Common (European) barberry
(Berberis vulgaris)

A dense, spiny shrub, with long arching branches, reaching up to ten feet tall. Plants have 3-pronged thorns at each stem node and small bright red berries. A similar looking invasive shrub, Japanese barberry, is now more widespread and abundant.

Overview

Regulated areas of common barberry
This species is Prohibited (Red counties)

Other names for this plant include:

  • Scientific names: Berberis × ottawaensis (Schneid.), a cross between common barberry and Japanese barberry (B. thunbergerii).

Ecological threat:

  • This species was once abundant and widespread across Eastern United States; considered invasive as early as the 1700's. Because it is an alternative host to wheat rust pathogen, eradication efforts decreased its abundance on the landscape.
  • Shade tolerant, drought resistant, and adaptable to a variety of open and wooded habitats, wetlands, old fields, and disturbed areas.
  • It forms dense stands in natural habitats, dominating the forest understory by shading out native plants.
  • Spreads vegetatively though rhizomes and horizontal branches that root freely when they touch ground.
  • Birds readily eat and disperse the fruits, resulting in new infestations far from the initial source.
  • White-tailed deer avoid browsing barberry, giving it a competitive advantage.
  • Very invasive and wide-spread across Northeast, Great Lakes and the Midwest. Cultivars of a related species, Japanese barberry, are widely planted as ornamentals.

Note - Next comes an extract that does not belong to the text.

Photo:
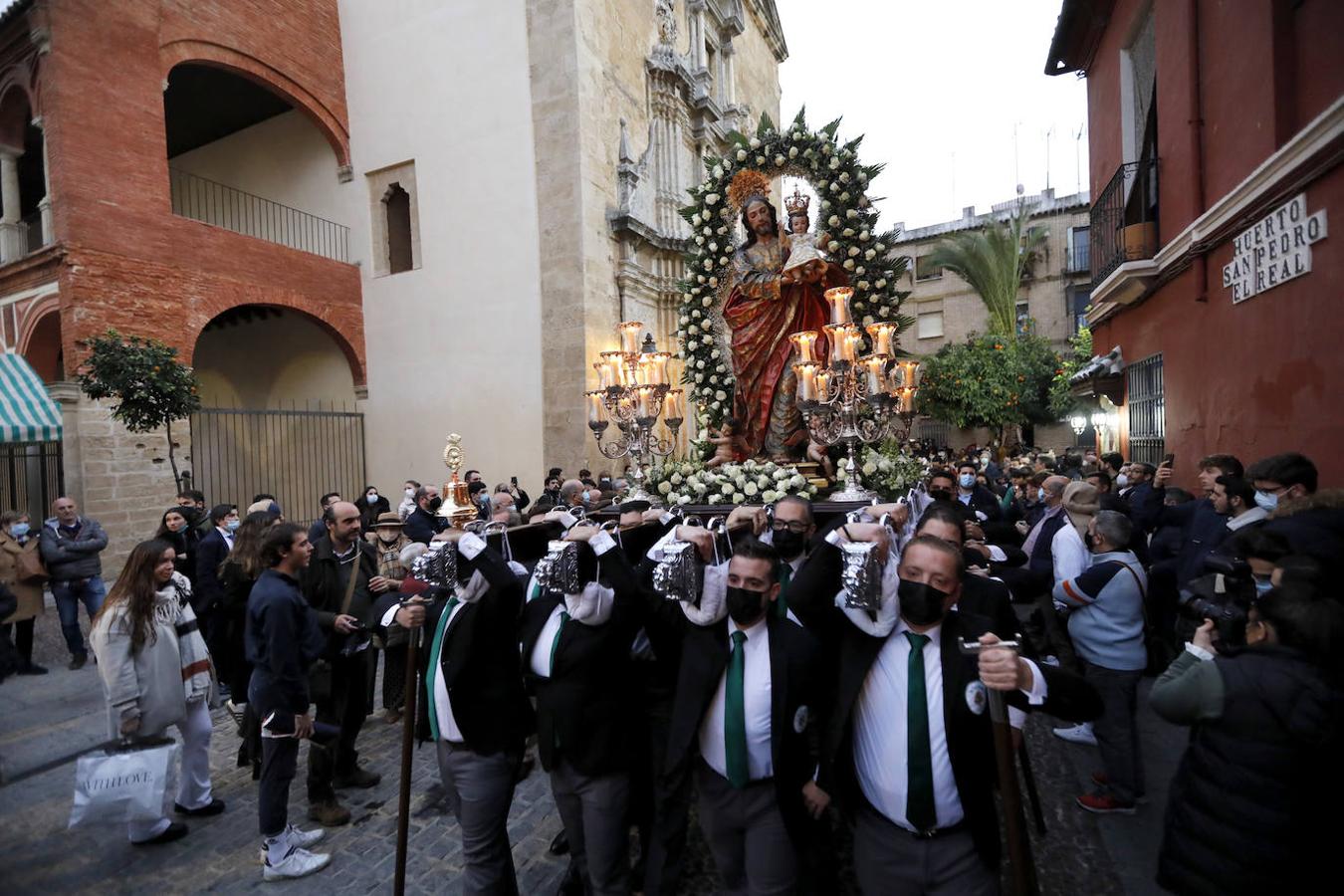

Classification in Wisconsin: Prohibited

Species Assessment Groups (SAG) were assembled to recommend a legal classification for each species considered for NR 40.

Identification

Leaves & stems: Stems are long and drooping, thus giving the shrubs an arching form. Stems nodes have single or 3-pronged thorns measuring 1-2cm in length. Older plant stems have grey shredding bark. Leaves are simple, alternate, and lanceolate or egg-shaped. Leaves turn bright shades of red, orange, and/or purple in fall.

Flowers: Flowers are perfect and yellow with 6 petals. They occur in drooping clusters of 10-20 flowers.

Fruits & seeds: Bright red berries are oval with 1-3 seeds. Berries persist on the shrubs well into winter.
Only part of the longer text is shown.